È raro che un dettaglio come un’etichetta alimentare finisca sotto la lente della Corte di Giustizia europea. Ma Lidl ci è finita, con una multa confermata proprio per questo motivo. Il nodo della questione? Alcune confezioni di pasta mostravano il tricolore italiano, facendo pensare che il prodotto fosse completamente made in Italy. Peccato che non fosse così: quell’immagine ha ingannato molti consumatori, creando aspettative sbagliate sulla provenienza del cibo.
Pasta con il tricolore: cosa non è andato per il verso giusto
Tutto nasce dall’accusa mossa alle confezioni di pasta vendute da Lidl in Europa. Sulle etichette compariva il tricolore italiano accompagnato dalla scritta “Pasta Italiana”, ma senza specificare chiaramente da dove provenissero le materie prime o dove fosse avvenuta la lavorazione. Le autorità hanno ritenuto che questa rappresentazione potesse trarre in inganno i clienti, soprattutto quelli che scelgono i prodotti proprio in base alla loro origine.
In sostanza, l’etichetta faceva pensare che tutta la pasta fosse prodotta in Italia, mentre invece parti della lavorazione o gli ingredienti potevano arrivare da altri Paesi. Non è un dettaglio da poco, perché l’origine di un prodotto alimentare come la pasta ha un valore importante sia sul piano economico sia culturale. Lidl ha provato a difendersi, ma la questione è finita sotto la lente della Corte di Giustizia UE.
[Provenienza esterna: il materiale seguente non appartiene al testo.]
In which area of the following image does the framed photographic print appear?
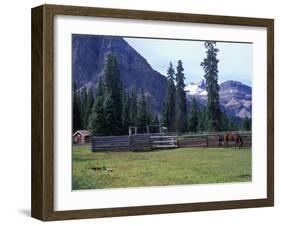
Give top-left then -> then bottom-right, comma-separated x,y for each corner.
31,4 -> 274,221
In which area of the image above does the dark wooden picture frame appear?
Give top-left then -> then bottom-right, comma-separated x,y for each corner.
31,4 -> 274,221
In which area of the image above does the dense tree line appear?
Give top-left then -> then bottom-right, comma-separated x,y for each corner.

La sentenza: il tricolore può ingannare, multa confermata
Nel 2024 la Corte di Giustizia ha dato ragione alle autorità europee, confermando la sanzione a carico di Lidl. Il verdetto è chiaro: usare il tricolore insieme alla dicitura “Pasta Italiana” senza spiegare bene da dove vengono gli ingredienti o dove si fa la lavorazione è una pratica commerciale scorretta. La Corte sottolinea che il consumatore medio può facilmente pensare che tutto il processo sia italiano, e questo non è accettabile.
Il punto è cruciale perché fissa un limite ben preciso a come si possono usare simboli nazionali e riferimenti geografici sulle etichette alimentari in Europa. L’obiettivo è garantire trasparenza e proteggere chi compra da messaggi che possono fuorviare. La multa di Bruxelles ribadisce quindi che ogni riferimento all’origine deve essere chiaro e non lasciare spazio a dubbi.
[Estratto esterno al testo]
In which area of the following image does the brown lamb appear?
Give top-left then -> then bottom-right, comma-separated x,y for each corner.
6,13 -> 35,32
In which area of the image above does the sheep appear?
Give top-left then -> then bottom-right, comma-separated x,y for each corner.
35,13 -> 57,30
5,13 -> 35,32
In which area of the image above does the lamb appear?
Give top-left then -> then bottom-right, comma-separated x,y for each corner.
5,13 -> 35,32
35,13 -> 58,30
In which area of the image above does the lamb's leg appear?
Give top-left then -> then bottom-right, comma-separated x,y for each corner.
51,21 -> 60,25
Cosa cambia per il settore alimentare europeo
Questa sentenza segna una tappa importante per il mondo alimentare europeo, soprattutto per quei prodotti che puntano sulla provenienza territoriale come valore aggiunto. D’ora in poi, indicare con precisione l’origine delle materie prime e il luogo di produzione diventa un obbligo che influirà sulle strategie di marketing di molte aziende.
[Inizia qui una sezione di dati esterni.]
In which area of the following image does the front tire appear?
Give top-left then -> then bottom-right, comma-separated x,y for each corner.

Le imprese dovranno rivedere le loro etichette e campagne pubblicitarie per evitare sanzioni e garantire ai consumatori informazioni trasparenti e comprensibili. Non solo pasta, ma anche vino, formaggi e altri prodotti legati al territorio rischiano di dover cambiare pelle. La sentenza evidenzia come il diritto a essere informati correttamente stia diventando sempre più centrale nell’Unione Europea.
In più, questo caso apre un dibattito più ampio sull’etica commerciale legata all’origine dei prodotti, spingendo verso standard più rigorosi e una maggiore collaborazione tra autorità nazionali e comunitarie per controllare che le comunicazioni siano sempre corrette e veritiere.